En second lieu, il faut mettre un coup d’arrêt à l’impunité de certains politiques. Il n’est plus acceptable que des procédures mettent  25 ans à être jugées lorsqu’elles intéressent de près ou de loin des politiques, quand elles sortent d’ailleurs, ce qui reste encore rare. C’est un véritable déni de justice permanent, contraire aux principes du procès équitable qui exige une justice rapide et c’est aussi une insulte aux victimes. Une mesure très simple permettrait de réduire l’attrait pour les arguties procédurales permettant précisément ces retards. Tous les élus devraient se voir appliquer un principe de présomption de culpabilité et non d’innocence en ce qui concerne uniquement leur maintien en fonction. Tout élu qui ferait l’objet d’une mise en examen devrait ipso facto démissionner de ses fonctions. C’est ce qu’a fait DSK aux Etats-Unis. Cette sanction immédiate qui ne présumerait en rien de sa responsabilité réelle serait un accélérateur de procédure pour tous ceux qui voudraient voir leur innocence établie. Pour les autres, peu importe puisqu’ils ne seraient plus en fonction. Deux autres directions devraient être prises. D’une part une application complète des propositions du rapport Sauvé sur les conflits d’intérêts qui constituent un minimum de ce qu’il convient de faire dans ce domaine. D’autre part, une remise à plat du statut pénal des ministres et du chef de l’État est indispensable. S’agissant des ministres, le jugement par la CJR n’a pas de raison d’être. S’il est normal qu’un filtre soit mis en place pour permettre d’éviter les abus, en revanche il n’est aucune raison pour laquelle un juge de droit commun ne jugerait pas ce qui en général finit par être une infraction de droit commun. Pour le chef de l’Etat, la situation actuelle est inacceptable puisque le Président est pénalement irresponsable de tous les actes accomplis durant son mandat…y compris des infractions de droit commun. Il doit être mis un terme à cette anomalie récente. Reste la possibilité ou non d’ouvrir une information durant le mandat. Elle devrait être ouverte avec des verrous sérieux et une suspension des poursuites éventuelles  jusqu’à la fin du mandat. Changement de statut des magistrats : autonomie du parquet.

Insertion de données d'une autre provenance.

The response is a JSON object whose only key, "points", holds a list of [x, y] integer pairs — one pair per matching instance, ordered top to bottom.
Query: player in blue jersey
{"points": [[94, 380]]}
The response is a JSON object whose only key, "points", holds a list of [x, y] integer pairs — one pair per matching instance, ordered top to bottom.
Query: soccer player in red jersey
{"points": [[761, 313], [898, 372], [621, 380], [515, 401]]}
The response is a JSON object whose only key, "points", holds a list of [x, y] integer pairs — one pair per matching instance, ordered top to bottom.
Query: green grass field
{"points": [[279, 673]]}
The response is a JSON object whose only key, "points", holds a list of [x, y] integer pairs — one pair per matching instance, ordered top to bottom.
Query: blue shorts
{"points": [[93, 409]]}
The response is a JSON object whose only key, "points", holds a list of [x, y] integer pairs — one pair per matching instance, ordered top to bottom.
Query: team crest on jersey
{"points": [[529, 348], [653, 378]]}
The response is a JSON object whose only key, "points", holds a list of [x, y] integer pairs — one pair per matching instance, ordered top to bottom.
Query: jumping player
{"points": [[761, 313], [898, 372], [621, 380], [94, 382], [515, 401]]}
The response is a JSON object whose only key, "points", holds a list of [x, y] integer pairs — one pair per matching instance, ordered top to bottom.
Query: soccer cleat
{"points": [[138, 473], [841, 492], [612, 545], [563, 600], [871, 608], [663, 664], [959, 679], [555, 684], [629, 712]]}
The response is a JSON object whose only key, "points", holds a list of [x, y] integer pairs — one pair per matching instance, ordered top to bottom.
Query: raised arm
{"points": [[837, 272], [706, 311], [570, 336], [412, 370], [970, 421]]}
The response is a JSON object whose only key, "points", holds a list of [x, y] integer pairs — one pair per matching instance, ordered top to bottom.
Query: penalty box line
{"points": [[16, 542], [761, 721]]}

Enfin, les citoyens devraient se voir rendre leurs droits. La Cour de Cassation a commencé en reconnaissant le droit aux associations de lutter contre la corruption et de se porter partie civile même- et surtout en cas de refus du Parquet d’ouvrir une information. L’acceptation par M. Nadal, Procureur général près la Cour de cassation de s’auto saisir, à ma demande en août 2011, du cas Woerth que le procureur Courroye bloquait à Nanterre a été un acte courageux et essentiel. Il a ainsi donné corps à une disposition de la Constitution que j’avais repérée alors que je ne supportais plus le déni de justice en cours. Et ouvert une jurisprudence utilisée depuis lors dans l’affaire Lagarde. Mais encore faut-il un Procureur indépendant. Or, les procédures doivent pouvoir s’appliquer quelque soit le titulaire.  Il faut donc aller plus loin en renforçant ce pouvoir. De plus, le rejet par le Conseil d’Etat des recours formés par M. de Courson et des contribuables contre l’arbitrage Tapie autorisé par Mme Lagarde pose un vrai problème. Le recours dans l’intérêt du contribuable doit être autorisé au niveau national comme il l’est au niveau local pour exclure la répétition de telles iniquités.

D’autres propositions pourraient être faites. Mais il faut rappeler qu’il ne peut y avoir de république si la justice n’est pas rendue. Une justice à deux vitesses sans cesse vilipendée par ceux là même qui ont pour mission de lui donner les moyens de travailler et d’assurer son indépendance est indigne de notre pays. Ce sujet, qui peut paraître secondaire à certains en raison de la crise économique actuelle et des difficultés économiques et sociales est en réalité prioritaire. Non seulement, la situation actuelle contribue à alimenter la crise mais surtout elle fait planer les risques les plus sérieux sur ce qui nous unit tous : le pacte républicain.